The UK will be leaving the European Union on 29th March 2019.
Every day we hear news about the never-ending negotiations between the Government and Brussels, but what impact will our exit from the EU have on ordinary, hard-working citizens and pensioners?
THE COST OF FOOD
The UK imports more food than we export – and the vast majority of that comes from our European neighbours.
When the decision to leave the EU was made in 2016, the pound dropped some 15% against the Euro and other currencies. This effectively increased the cost of our food imports overnight.
However, most of the major supermarkets were holding a lot of stock, so they were able to hold costs down for a while and, in order to keep their market share, they also cut their profit margins thus maintaining lower food prices.
Of course, this couldn’t have been maintained forever, and last year food prices inevitably began to creep up. Vegetable prices increased by just under 6%, tea and coffee by 8.5%, and the cost of meat rose by almost 4%.
To many shoppers, these price increases may not appear evident because many producers reduced the size or content of their products to maintain lower prices.
TRAVEL AND HOLIDAYS
With the immediate collapse of the pound following the Brexit vote, the real cost of taking a holiday abroad inevitably shot up as well, as anyone who had booked a holiday would know.
Though the value of the pound has increased of late, it is still worth less than before, so it pays to shop around when exchanging your money. Check price comparison sites such as www.moneysupermarket.com to get the best deals.
As a result of the drop in sterling, more people than ever are choosing to take their holidays in the UK. However, you shouldn’t assume that a ‘staycation’ is likely to be cheaper than a holiday abroad, even taking into account the fall of the pound.
Hotel and restaurant charges even at home are still often higher than overseas.
FUEL, ENERGY AND HEATING
Despite recent investment in the power infrastructure and renewable energy, the UK still imports a great deal of its energy from the EU – 12% of its gas and 5% of its electricity.
A recent report from the House of Lords warns of rising fuel costs and possible fuel shortages as a result.
However, rising fuel prices cannot be put down to our exit from the EU alone. Prices have increased all over the world, and this trend is likely to continue; so once again, it pays to shop around and switch suppliers to get a better deal.
Switching energy suppliers is not as daunting as some may think and well worth the effort, so go to any of the price comparison websites to find the deal that suits you best.

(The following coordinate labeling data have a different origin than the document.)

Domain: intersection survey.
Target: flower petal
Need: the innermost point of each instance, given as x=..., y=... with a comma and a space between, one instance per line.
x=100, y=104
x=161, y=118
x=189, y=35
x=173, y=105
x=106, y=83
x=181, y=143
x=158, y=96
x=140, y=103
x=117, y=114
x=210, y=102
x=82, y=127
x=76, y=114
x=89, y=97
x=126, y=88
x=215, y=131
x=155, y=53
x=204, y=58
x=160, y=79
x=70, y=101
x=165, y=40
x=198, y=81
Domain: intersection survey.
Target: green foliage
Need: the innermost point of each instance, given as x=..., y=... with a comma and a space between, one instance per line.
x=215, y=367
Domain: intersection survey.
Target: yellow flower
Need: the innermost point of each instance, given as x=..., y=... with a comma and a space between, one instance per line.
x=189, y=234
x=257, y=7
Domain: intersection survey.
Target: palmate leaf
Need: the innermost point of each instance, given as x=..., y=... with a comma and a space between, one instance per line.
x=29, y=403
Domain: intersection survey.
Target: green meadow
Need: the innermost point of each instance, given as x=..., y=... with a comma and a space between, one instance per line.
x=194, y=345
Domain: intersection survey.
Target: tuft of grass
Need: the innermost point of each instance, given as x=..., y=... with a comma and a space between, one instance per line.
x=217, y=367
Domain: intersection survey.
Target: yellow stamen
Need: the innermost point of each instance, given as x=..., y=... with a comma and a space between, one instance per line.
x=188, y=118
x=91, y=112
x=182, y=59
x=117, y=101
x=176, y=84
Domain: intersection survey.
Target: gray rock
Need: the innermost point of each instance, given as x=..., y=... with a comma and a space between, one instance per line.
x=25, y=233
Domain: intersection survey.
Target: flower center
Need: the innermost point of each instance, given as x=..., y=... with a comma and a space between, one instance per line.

If you are a motorist, you cannot have failed to have noticed the massive increase in petrol and diesel prices over recent months, with the price of unleaded petrol now at £1.29 per litre and diesel now costing £1.32 per litre.
Go to www.petrolprices.com to find the best prices near you.
Our departure from the EU will inevitably have financial consequences, though the final deal has yet to be agreed. A ‘hard’ Brexit, as many people are asking for, would likely prove costly for the UK and its citizens, whereas a ‘soft’ Brexit with the continuation of a customs union with the rest of the EU may prove to be a better option.